Stillness 8-21: As humans, we’re always trying to figure things out, as a lot of psychological research has demonstrated. Our brains are wired to make sense of nonsense, to put things into context, to logically arrange and explain. We develop this capacity from an early age. Very quickly, we learn not to trust our feelings, because in a contest with our logic, they often make no sense at all.
But ideally we need to enjoy both to live fully and expressively. We need to flow back and forth and combine both. Intelligence is good! Science is good and it’s so interesting! And so are our feelings about things and people–our remarkable intuition. We need both in order to survive. We need both to feel good. If we block our intuition with too much logic, we become dry, dead sticks instead of lush, juicy balls of happiness. If we live solely in our emotions, we become ungrounded, inarticulate, and helpless.

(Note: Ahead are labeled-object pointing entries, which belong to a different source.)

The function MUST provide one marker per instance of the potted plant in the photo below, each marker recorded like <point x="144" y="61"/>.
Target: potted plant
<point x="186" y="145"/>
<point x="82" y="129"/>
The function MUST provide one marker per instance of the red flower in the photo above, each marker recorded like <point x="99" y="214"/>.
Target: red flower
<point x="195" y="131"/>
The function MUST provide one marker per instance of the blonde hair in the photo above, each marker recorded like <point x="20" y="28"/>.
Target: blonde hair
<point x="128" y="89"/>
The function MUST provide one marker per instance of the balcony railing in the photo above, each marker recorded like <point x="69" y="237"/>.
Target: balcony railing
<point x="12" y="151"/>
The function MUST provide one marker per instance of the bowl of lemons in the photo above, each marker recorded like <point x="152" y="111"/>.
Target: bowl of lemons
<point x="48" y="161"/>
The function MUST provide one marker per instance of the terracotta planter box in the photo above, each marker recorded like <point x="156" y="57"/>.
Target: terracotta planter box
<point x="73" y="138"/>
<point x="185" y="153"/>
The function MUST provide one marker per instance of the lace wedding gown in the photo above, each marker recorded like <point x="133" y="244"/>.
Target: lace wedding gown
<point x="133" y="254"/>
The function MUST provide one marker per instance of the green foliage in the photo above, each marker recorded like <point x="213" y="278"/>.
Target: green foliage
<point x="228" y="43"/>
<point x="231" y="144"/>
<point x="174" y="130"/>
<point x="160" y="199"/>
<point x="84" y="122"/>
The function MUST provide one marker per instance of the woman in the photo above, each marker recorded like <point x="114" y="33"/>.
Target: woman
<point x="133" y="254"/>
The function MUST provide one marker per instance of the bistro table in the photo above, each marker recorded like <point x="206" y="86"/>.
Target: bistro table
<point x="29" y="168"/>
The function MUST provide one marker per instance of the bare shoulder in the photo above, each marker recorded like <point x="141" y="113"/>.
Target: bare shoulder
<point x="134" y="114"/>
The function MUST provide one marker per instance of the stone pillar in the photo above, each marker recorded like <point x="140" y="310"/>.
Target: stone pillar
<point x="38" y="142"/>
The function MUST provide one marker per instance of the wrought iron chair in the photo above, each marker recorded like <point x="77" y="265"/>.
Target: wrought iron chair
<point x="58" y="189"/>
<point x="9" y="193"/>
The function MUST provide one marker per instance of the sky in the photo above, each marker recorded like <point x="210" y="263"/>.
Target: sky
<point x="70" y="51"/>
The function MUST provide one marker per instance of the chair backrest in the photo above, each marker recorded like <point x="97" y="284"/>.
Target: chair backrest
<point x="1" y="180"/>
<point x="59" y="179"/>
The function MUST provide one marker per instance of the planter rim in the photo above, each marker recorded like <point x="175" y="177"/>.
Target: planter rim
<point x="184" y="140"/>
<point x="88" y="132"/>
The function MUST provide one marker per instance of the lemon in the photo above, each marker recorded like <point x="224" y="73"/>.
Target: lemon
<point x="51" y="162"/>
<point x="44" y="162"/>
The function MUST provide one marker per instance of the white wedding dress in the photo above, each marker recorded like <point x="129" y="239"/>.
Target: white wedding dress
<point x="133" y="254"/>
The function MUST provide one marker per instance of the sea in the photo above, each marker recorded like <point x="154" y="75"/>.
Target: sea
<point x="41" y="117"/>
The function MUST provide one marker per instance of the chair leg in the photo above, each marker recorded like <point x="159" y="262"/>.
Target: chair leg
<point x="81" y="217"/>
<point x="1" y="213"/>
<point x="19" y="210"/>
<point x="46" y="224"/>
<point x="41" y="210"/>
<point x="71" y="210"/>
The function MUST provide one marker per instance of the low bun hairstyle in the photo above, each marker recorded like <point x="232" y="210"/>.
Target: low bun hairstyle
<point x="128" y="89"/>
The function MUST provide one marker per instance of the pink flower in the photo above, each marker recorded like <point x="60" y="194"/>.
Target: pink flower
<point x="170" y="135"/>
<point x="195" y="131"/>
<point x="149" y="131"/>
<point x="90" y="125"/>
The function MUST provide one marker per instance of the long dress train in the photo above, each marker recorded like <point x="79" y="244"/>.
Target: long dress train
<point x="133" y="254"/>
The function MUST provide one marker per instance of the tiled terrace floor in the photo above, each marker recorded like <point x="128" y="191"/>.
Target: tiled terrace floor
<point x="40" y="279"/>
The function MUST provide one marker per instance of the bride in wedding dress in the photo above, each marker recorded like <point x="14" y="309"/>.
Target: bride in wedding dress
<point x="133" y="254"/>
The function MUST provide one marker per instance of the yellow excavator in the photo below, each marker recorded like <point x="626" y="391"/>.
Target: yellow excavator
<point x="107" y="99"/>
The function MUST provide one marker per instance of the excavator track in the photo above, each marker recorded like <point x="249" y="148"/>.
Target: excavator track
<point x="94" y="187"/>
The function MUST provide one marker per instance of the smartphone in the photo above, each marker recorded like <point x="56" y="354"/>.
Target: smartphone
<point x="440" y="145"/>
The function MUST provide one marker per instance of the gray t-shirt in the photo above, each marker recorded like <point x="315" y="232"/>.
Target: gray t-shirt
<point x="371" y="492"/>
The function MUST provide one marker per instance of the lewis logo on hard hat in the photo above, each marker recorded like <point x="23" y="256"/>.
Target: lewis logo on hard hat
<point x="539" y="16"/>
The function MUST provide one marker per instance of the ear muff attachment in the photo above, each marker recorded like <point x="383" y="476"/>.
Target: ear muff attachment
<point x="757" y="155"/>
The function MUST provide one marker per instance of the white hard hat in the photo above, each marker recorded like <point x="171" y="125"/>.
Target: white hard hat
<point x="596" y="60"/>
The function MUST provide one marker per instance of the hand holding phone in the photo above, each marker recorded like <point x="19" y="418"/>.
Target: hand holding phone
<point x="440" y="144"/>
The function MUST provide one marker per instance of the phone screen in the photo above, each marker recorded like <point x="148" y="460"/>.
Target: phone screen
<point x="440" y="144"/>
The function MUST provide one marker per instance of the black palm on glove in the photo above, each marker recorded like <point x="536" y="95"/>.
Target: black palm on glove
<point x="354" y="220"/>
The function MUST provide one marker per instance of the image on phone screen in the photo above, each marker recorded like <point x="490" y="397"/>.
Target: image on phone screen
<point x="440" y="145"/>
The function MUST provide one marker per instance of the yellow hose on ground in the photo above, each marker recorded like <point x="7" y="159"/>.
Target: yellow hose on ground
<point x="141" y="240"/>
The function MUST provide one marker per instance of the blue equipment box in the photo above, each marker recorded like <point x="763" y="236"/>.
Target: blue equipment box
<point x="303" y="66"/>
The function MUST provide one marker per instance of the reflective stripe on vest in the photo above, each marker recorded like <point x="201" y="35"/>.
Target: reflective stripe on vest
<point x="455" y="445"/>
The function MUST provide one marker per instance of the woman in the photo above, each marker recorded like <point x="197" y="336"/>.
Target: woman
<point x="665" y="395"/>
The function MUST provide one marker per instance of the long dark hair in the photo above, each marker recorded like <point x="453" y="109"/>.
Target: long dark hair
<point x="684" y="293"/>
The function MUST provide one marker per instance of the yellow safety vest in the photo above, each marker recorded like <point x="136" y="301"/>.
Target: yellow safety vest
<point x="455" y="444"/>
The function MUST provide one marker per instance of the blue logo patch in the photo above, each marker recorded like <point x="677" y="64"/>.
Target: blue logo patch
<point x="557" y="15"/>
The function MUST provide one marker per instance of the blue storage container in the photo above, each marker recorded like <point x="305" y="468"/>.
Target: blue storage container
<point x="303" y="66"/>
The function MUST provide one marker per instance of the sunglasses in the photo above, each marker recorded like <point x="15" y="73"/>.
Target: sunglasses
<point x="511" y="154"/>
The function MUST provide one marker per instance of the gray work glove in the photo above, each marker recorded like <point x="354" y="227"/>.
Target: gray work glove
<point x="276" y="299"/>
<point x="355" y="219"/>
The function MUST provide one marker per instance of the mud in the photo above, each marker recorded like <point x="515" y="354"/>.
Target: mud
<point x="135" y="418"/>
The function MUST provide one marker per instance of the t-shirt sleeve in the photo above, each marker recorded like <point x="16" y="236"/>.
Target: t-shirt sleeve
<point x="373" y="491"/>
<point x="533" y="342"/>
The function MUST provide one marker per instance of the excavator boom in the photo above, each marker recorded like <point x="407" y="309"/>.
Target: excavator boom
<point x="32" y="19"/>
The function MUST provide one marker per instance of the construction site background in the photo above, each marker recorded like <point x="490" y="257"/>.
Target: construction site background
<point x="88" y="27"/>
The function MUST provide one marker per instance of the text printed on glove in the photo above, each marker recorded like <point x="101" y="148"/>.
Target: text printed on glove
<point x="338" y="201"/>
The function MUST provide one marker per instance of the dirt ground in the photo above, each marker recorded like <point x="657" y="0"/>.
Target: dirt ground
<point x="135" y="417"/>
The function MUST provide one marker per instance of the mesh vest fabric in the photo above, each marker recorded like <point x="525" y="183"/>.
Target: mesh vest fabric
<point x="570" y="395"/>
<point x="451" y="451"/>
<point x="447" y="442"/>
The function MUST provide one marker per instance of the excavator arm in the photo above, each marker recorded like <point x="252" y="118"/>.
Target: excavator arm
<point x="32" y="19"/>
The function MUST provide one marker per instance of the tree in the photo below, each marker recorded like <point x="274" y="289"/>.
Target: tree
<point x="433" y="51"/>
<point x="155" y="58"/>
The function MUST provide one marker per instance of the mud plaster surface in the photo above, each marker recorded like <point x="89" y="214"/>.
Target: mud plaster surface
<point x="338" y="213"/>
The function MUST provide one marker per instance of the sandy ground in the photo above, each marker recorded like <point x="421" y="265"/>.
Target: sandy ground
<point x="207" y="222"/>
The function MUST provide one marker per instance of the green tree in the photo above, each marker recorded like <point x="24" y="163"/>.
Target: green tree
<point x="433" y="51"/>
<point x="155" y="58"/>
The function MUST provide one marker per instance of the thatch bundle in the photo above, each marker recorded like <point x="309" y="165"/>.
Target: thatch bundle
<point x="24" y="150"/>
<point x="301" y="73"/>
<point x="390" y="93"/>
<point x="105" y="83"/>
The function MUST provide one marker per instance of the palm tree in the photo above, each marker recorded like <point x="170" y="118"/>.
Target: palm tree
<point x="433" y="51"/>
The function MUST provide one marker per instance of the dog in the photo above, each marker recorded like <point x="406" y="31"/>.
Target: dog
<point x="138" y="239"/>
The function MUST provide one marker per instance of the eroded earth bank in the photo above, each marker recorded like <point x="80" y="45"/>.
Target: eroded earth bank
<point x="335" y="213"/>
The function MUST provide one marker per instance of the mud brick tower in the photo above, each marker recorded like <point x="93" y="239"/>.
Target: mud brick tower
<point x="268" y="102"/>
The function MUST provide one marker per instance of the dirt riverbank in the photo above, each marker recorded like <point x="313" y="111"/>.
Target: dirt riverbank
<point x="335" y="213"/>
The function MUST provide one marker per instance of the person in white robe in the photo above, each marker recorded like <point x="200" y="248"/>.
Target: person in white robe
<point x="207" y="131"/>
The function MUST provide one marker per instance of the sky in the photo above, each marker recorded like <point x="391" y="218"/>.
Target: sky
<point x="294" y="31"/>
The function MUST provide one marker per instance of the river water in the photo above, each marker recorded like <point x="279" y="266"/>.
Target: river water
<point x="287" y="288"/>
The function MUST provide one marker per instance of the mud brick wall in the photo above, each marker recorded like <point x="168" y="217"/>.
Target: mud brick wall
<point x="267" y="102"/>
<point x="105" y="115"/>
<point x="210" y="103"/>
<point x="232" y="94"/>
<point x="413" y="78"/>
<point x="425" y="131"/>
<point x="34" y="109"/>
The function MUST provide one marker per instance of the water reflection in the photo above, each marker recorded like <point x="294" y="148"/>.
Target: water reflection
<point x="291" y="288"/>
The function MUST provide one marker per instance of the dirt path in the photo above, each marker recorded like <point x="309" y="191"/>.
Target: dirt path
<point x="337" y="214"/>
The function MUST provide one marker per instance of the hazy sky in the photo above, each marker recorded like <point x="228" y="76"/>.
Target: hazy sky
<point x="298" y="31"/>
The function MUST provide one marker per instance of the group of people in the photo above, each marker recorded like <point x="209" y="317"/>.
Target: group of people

One of the best ways to practice balance of intuition and intelligence is to become more neutral about both. Observe your feelings. Watch your thoughts and greet them and let them go on by. Don’t become the thought itself, which is often our tendency. And don’t become the feeling—you can feel the feeling without becoming it. You are spirit that contains thought and feeling.
Sometimes when I was young my mother would excitedly call to me, saying, “Look! Three blackbirds on the lawn!” or “Come and see—there are four spiders weaving a web in the north corner of the house!”
I’d rush to where she was and beg for answers: “What does that mean?” I’d ask, over and over. “What does it mean?”
She’d laugh and say, “That’s what you’ll need to find out. But for right now all you have to do is notice.”